Question:- The sides of a triangle are in G.P. and it's largest angle is twice the smallest one. Prove that the common ratio of the G.P. lies in the interval $(1,\sqrt{2})$
Attempt at a solution:-
First of all, I calculated the range of the values of the common ratio $r$ of the G.P. by solving the following three inequalities simultaneously:-
$$ar^2+ar\gt a \\$$ $$ar^2+a \gt ar \\$$ $$a+ar\gt ar^2 \\$$
The range of the common ratio comes out to be $$r \in \left[ \dfrac{-1+\sqrt{5}}{2},\dfrac{1+\sqrt{5}}{2} \right]$$
And as stated in the question $\angle A= \angle B$
So, by using the sine rule, $$\dfrac{ar^2}{sin2B}=\dfrac{ar}{sin3B}=\dfrac{a}{sinB}$$
And, also taking the help of the cosine law, I arrived at $$\cos^2B(4r)-2\cos B-r=0$$ Then, as $D \ge 0$ for the solutions of $\cos B$ to be real.
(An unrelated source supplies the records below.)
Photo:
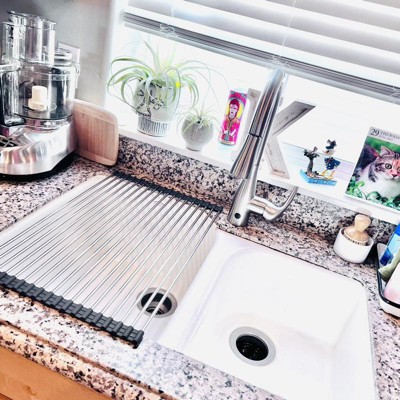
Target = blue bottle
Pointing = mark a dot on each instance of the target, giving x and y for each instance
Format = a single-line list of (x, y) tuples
[(392, 248)]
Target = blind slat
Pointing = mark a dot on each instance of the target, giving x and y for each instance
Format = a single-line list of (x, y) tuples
[(358, 36)]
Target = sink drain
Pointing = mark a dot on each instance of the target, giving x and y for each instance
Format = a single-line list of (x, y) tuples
[(252, 346), (167, 308)]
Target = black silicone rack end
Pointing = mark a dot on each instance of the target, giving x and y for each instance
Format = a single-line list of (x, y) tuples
[(139, 181), (49, 299)]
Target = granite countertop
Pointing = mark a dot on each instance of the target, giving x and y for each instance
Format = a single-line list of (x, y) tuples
[(113, 367)]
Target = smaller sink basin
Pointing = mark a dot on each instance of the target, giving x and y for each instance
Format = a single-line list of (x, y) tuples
[(292, 328)]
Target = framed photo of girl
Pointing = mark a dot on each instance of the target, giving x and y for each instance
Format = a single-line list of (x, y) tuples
[(376, 176)]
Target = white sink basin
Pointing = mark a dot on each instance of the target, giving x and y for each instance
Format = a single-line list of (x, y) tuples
[(316, 320)]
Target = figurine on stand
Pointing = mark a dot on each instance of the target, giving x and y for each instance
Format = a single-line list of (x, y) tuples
[(331, 164), (311, 155)]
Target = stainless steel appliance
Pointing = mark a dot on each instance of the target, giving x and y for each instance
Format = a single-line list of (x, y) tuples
[(37, 88)]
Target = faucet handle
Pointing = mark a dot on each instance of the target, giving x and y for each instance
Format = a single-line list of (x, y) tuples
[(268, 210), (241, 167)]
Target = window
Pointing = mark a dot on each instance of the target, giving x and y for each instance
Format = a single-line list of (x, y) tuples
[(344, 45), (350, 43)]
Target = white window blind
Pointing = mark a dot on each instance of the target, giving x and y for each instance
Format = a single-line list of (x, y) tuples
[(356, 38)]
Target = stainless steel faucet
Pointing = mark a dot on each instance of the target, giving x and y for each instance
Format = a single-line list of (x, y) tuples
[(247, 162)]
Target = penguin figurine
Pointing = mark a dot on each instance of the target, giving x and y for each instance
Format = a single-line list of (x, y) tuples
[(330, 163)]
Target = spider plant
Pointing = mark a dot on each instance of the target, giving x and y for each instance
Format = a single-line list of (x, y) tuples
[(157, 84), (199, 118)]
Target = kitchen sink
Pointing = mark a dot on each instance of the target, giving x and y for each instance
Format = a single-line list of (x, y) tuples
[(290, 327)]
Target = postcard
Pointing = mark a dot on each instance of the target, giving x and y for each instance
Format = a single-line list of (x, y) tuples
[(376, 176)]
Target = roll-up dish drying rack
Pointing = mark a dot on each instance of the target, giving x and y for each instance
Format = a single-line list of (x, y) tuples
[(112, 255)]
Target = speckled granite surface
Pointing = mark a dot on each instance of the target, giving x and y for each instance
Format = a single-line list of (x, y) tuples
[(113, 367)]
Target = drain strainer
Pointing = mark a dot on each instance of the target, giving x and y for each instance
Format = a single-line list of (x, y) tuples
[(252, 346), (7, 142), (167, 308)]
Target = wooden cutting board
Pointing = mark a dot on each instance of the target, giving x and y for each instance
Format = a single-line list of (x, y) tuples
[(97, 133)]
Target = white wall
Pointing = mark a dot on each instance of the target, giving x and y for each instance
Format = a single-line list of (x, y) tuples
[(91, 25)]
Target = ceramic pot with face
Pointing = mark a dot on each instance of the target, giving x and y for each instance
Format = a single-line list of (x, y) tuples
[(156, 107)]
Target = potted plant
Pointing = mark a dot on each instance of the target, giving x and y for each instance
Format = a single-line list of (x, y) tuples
[(153, 90), (198, 127)]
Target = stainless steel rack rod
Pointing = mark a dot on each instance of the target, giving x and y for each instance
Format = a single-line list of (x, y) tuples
[(77, 214), (113, 247), (113, 283), (132, 262), (61, 239), (149, 269), (97, 240), (166, 276), (68, 204), (168, 291)]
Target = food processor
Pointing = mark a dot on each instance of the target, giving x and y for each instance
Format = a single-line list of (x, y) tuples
[(37, 88)]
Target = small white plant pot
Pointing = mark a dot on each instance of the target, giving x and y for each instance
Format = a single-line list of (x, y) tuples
[(196, 138)]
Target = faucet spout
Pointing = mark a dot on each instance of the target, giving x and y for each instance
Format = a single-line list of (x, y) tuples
[(248, 161)]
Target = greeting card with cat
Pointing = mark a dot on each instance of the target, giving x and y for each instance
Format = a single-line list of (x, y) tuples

We get the codition $4+16r^2 \gt 0$, which is always true. So, I tried bounding the roots of the quadratic of $\cos B$.
Getting Stuck:-
I think that's where I am getting stuck, or if you could provide me with any other path for arriving at the, solution.
Now, as you said, $ar^2$ is opposite a bigger angle than $a$, so: $$ar^2 > a \implies r^2 > 1 \implies r > 1$$
Note that since the triangle has the angle $2B$, we know that $2B < 180^\circ$, or that $B < 90^\circ$, so $0 < \cos B < 1$.
By Law of Sines, we have: $$\frac{ar^2}{\sin 2B}=\frac{a}{\sin B}$$ Divide both sides by $a$: $$\frac{r^2}{\sin 2B}=\frac{1}{\sin B}$$ Take cross-product: $$r^2\sin B=\sin 2B$$ Use the double-angle identity: $$r^2\sin B=2\sin B\cos B$$ Divide both sides by $2\sin B$: $$\frac{r^2}{2}=\cos B$$ We can combine this with $0 < \cos B < 1$. What do we get from this inequality?
I'll let you take it from here. Good luck!